Canada’s housing market is showing signs of emerging from its winter hibernation, according to the latest Real Estate Trends report released Tuesday by Scotia Economics.

Nationally, home sales strengthened in both February and March, and preliminary reports suggest this firming trend continued in April.

The report notes that the rise in demand, combined with fewer new listings, has restored a better balance to the market. The national new-listings-to-sales ratio averaged 2.2 in March, down from a cycle peak of 2.7 last November (about 2.0 is considered balanced). Average home prices steadied in February and March, though were still down almost 8% year-over-year, or 5% on a regional sales-weighted basis.

“These ‘green shoots’ are encouraging,” says Adrienne Warren, senior economist and real estate market specialist, Scotia Economics. “On an annualized basis, average home prices in early 2009 are running about 6% below last year’s levels, while sales volumes are down 16%. This is tracking a slightly better performance than our forecast for a 10% decline in average prices this year, and at the low end of our forecast for a 15% to 20% drop in sales.

“Nonetheless, we still feel there is more downside than upside risk to home sales and prices,” adds Warren. “The significant deterioration in domestic labour markets in recent months suggests little prospect for a major resurgence in demand near-term.

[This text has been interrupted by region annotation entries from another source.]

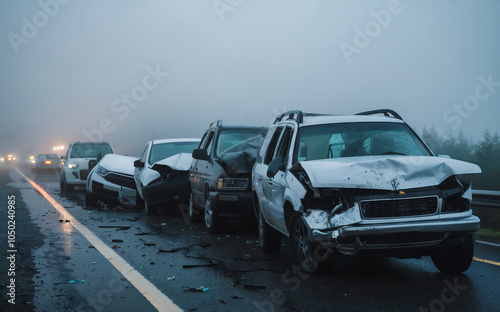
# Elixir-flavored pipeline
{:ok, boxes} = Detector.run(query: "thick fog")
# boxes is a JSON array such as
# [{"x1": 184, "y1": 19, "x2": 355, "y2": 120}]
[{"x1": 0, "y1": 0, "x2": 500, "y2": 155}]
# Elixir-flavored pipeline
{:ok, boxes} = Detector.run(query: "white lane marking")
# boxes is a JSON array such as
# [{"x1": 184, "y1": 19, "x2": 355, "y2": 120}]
[
  {"x1": 15, "y1": 168, "x2": 182, "y2": 311},
  {"x1": 476, "y1": 240, "x2": 500, "y2": 247}
]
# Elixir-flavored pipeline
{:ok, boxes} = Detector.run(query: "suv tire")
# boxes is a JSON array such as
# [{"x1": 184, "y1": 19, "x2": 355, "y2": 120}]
[
  {"x1": 289, "y1": 213, "x2": 337, "y2": 273},
  {"x1": 189, "y1": 192, "x2": 203, "y2": 223},
  {"x1": 205, "y1": 197, "x2": 227, "y2": 234},
  {"x1": 254, "y1": 200, "x2": 281, "y2": 253},
  {"x1": 144, "y1": 200, "x2": 160, "y2": 216},
  {"x1": 431, "y1": 236, "x2": 474, "y2": 273}
]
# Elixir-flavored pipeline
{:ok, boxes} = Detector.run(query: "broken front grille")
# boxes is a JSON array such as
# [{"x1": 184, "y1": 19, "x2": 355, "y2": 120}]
[
  {"x1": 360, "y1": 196, "x2": 438, "y2": 219},
  {"x1": 104, "y1": 173, "x2": 135, "y2": 189}
]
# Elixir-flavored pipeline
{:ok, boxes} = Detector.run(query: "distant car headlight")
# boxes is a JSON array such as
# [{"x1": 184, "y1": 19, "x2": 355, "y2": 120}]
[
  {"x1": 95, "y1": 166, "x2": 109, "y2": 177},
  {"x1": 217, "y1": 178, "x2": 248, "y2": 190}
]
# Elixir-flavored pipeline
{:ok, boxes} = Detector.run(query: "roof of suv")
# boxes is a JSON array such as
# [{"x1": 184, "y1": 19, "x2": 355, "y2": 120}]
[
  {"x1": 274, "y1": 109, "x2": 405, "y2": 126},
  {"x1": 301, "y1": 115, "x2": 404, "y2": 126}
]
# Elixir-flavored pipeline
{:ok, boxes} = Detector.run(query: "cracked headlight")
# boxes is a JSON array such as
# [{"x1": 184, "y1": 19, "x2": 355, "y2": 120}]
[{"x1": 217, "y1": 178, "x2": 248, "y2": 190}]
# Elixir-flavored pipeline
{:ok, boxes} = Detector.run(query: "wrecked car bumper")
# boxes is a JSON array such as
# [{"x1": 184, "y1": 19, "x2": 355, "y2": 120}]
[
  {"x1": 142, "y1": 174, "x2": 191, "y2": 205},
  {"x1": 210, "y1": 191, "x2": 255, "y2": 217},
  {"x1": 304, "y1": 215, "x2": 480, "y2": 257}
]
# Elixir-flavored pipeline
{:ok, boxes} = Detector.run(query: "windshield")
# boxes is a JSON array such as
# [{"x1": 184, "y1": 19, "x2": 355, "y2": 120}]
[
  {"x1": 70, "y1": 143, "x2": 113, "y2": 158},
  {"x1": 215, "y1": 129, "x2": 266, "y2": 157},
  {"x1": 149, "y1": 141, "x2": 200, "y2": 164},
  {"x1": 294, "y1": 122, "x2": 431, "y2": 162}
]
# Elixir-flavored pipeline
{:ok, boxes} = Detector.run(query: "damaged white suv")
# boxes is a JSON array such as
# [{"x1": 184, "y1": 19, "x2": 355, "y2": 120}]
[{"x1": 253, "y1": 110, "x2": 481, "y2": 273}]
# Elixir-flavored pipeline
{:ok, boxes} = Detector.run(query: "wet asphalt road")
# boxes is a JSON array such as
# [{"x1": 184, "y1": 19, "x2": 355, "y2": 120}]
[{"x1": 0, "y1": 168, "x2": 500, "y2": 311}]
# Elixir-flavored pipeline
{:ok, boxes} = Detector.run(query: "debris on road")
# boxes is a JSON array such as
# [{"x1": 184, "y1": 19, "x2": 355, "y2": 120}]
[
  {"x1": 98, "y1": 225, "x2": 130, "y2": 231},
  {"x1": 184, "y1": 286, "x2": 209, "y2": 292},
  {"x1": 158, "y1": 242, "x2": 211, "y2": 253},
  {"x1": 182, "y1": 263, "x2": 217, "y2": 269}
]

Meanwhile, a still high level of active listings relative to underlying demand will continue to pressure prices.”

The report states that in contrast to the pickup in home sales, residential construction is being reined in even faster than anticipated, with builders quick to respond to falling new home prices, rising inventories and greater resale competition. Housing starts slumped to a decade-low of only 139,000 annualized units in the first quarter. Residential permit demand has slipped even further to around the 125,000 unit mark.

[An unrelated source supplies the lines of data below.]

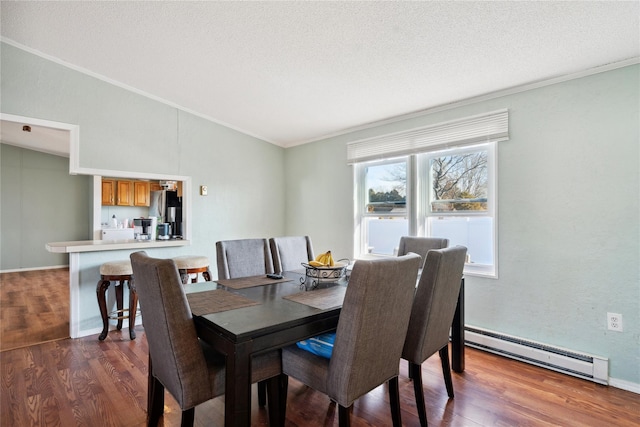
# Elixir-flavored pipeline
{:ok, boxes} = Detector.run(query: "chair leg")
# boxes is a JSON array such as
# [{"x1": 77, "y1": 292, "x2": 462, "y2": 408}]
[
  {"x1": 147, "y1": 375, "x2": 164, "y2": 427},
  {"x1": 338, "y1": 405, "x2": 353, "y2": 427},
  {"x1": 409, "y1": 363, "x2": 427, "y2": 427},
  {"x1": 389, "y1": 377, "x2": 402, "y2": 427},
  {"x1": 438, "y1": 345, "x2": 453, "y2": 399},
  {"x1": 129, "y1": 278, "x2": 138, "y2": 340},
  {"x1": 116, "y1": 280, "x2": 124, "y2": 330},
  {"x1": 266, "y1": 374, "x2": 289, "y2": 427},
  {"x1": 180, "y1": 408, "x2": 196, "y2": 427},
  {"x1": 96, "y1": 279, "x2": 111, "y2": 341},
  {"x1": 258, "y1": 381, "x2": 267, "y2": 406}
]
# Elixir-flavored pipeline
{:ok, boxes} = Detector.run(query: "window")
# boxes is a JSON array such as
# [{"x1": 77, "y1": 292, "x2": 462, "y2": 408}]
[
  {"x1": 348, "y1": 110, "x2": 508, "y2": 276},
  {"x1": 418, "y1": 143, "x2": 496, "y2": 276},
  {"x1": 356, "y1": 143, "x2": 496, "y2": 275},
  {"x1": 361, "y1": 159, "x2": 409, "y2": 255}
]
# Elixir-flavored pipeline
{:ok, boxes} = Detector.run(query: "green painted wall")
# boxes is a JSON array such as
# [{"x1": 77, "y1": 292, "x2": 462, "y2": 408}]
[
  {"x1": 1, "y1": 44, "x2": 640, "y2": 388},
  {"x1": 0, "y1": 144, "x2": 92, "y2": 271},
  {"x1": 285, "y1": 65, "x2": 640, "y2": 389},
  {"x1": 0, "y1": 43, "x2": 285, "y2": 336}
]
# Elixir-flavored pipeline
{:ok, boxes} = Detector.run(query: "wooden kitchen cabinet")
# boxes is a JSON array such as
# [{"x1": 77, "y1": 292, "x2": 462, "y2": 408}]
[
  {"x1": 133, "y1": 181, "x2": 150, "y2": 206},
  {"x1": 116, "y1": 180, "x2": 133, "y2": 206},
  {"x1": 102, "y1": 179, "x2": 116, "y2": 206}
]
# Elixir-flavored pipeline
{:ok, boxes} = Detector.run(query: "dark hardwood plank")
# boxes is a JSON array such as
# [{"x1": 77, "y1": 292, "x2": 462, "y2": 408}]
[
  {"x1": 0, "y1": 268, "x2": 69, "y2": 351},
  {"x1": 0, "y1": 334, "x2": 640, "y2": 427},
  {"x1": 0, "y1": 269, "x2": 640, "y2": 427}
]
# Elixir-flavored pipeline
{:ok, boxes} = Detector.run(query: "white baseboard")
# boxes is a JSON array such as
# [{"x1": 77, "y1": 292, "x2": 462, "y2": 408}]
[{"x1": 0, "y1": 265, "x2": 69, "y2": 273}]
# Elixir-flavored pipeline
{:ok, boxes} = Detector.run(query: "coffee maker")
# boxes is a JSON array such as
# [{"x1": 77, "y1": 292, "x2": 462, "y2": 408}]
[{"x1": 133, "y1": 218, "x2": 158, "y2": 240}]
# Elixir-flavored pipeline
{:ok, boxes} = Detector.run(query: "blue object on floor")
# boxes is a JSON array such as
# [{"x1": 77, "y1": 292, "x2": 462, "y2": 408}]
[{"x1": 296, "y1": 332, "x2": 336, "y2": 359}]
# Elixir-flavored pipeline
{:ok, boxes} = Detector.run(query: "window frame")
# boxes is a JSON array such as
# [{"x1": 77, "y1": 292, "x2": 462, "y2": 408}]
[
  {"x1": 354, "y1": 141, "x2": 498, "y2": 278},
  {"x1": 354, "y1": 156, "x2": 415, "y2": 258}
]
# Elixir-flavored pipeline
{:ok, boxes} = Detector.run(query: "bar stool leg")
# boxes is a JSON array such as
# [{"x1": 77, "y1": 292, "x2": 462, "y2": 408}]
[
  {"x1": 178, "y1": 269, "x2": 189, "y2": 285},
  {"x1": 202, "y1": 267, "x2": 211, "y2": 282},
  {"x1": 96, "y1": 279, "x2": 111, "y2": 341},
  {"x1": 116, "y1": 280, "x2": 124, "y2": 331},
  {"x1": 128, "y1": 277, "x2": 138, "y2": 340}
]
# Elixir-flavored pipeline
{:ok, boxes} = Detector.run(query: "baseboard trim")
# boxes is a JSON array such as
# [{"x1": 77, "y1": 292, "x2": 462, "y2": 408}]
[{"x1": 0, "y1": 265, "x2": 69, "y2": 274}]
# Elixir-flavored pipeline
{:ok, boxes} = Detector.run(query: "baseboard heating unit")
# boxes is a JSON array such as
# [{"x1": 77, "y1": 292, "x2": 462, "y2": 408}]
[{"x1": 465, "y1": 326, "x2": 609, "y2": 384}]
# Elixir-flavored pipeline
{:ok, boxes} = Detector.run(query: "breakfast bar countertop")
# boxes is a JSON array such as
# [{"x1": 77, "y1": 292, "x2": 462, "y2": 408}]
[{"x1": 45, "y1": 239, "x2": 191, "y2": 253}]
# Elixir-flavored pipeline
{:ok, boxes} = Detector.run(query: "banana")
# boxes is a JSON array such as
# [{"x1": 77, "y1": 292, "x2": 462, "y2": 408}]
[{"x1": 309, "y1": 251, "x2": 335, "y2": 267}]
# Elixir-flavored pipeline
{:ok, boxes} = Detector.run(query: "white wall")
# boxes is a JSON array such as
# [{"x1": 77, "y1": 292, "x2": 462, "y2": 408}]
[{"x1": 285, "y1": 65, "x2": 640, "y2": 390}]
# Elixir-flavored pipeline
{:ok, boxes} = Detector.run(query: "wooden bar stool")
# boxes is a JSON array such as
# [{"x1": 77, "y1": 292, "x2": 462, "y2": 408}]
[
  {"x1": 96, "y1": 260, "x2": 138, "y2": 341},
  {"x1": 173, "y1": 255, "x2": 211, "y2": 285}
]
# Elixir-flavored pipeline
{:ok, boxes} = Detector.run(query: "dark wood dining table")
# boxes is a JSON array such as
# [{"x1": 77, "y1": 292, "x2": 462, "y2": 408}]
[{"x1": 184, "y1": 270, "x2": 464, "y2": 426}]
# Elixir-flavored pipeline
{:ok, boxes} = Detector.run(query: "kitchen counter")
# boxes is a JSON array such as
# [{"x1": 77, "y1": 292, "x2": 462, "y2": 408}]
[{"x1": 45, "y1": 239, "x2": 191, "y2": 253}]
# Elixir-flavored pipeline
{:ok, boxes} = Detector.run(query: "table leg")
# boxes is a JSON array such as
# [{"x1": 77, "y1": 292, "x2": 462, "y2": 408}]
[
  {"x1": 224, "y1": 342, "x2": 251, "y2": 427},
  {"x1": 451, "y1": 277, "x2": 464, "y2": 372}
]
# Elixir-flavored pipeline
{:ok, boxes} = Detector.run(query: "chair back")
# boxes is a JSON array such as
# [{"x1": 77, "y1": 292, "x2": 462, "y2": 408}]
[
  {"x1": 402, "y1": 246, "x2": 467, "y2": 364},
  {"x1": 216, "y1": 239, "x2": 273, "y2": 279},
  {"x1": 327, "y1": 254, "x2": 421, "y2": 407},
  {"x1": 398, "y1": 236, "x2": 449, "y2": 267},
  {"x1": 269, "y1": 236, "x2": 314, "y2": 273},
  {"x1": 130, "y1": 251, "x2": 213, "y2": 410}
]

“While exacting a heavy toll on domestic demand and employment, the correction is nonetheless a necessary cyclical adjustment to an extended period of overbuilding,” says Warren. “We now expect Canadian housing starts to total only 140,000 units this year, down from our February forecast of 155,000. The longer-term sustainable rate of housing starts, taking into account population growth and depreciating stock, is around 175,000 units annually.”

As for Canada’s condo market, the report notes that the supply of new condo units coming onto the market is now outpacing demand, pointing to downward pressure on prices in the year ahead. However, the risk of developing a late-1980s-type glut, and an ensuing broad reversal in prices, still appears low.

The report highlights a number of factors that should help to contain unsold condominium inventory, including sharply lower multi-unit starts, falling permit demand, tighter financing requirements for developers, low rental vacancy rates and improving first-time buyer interest.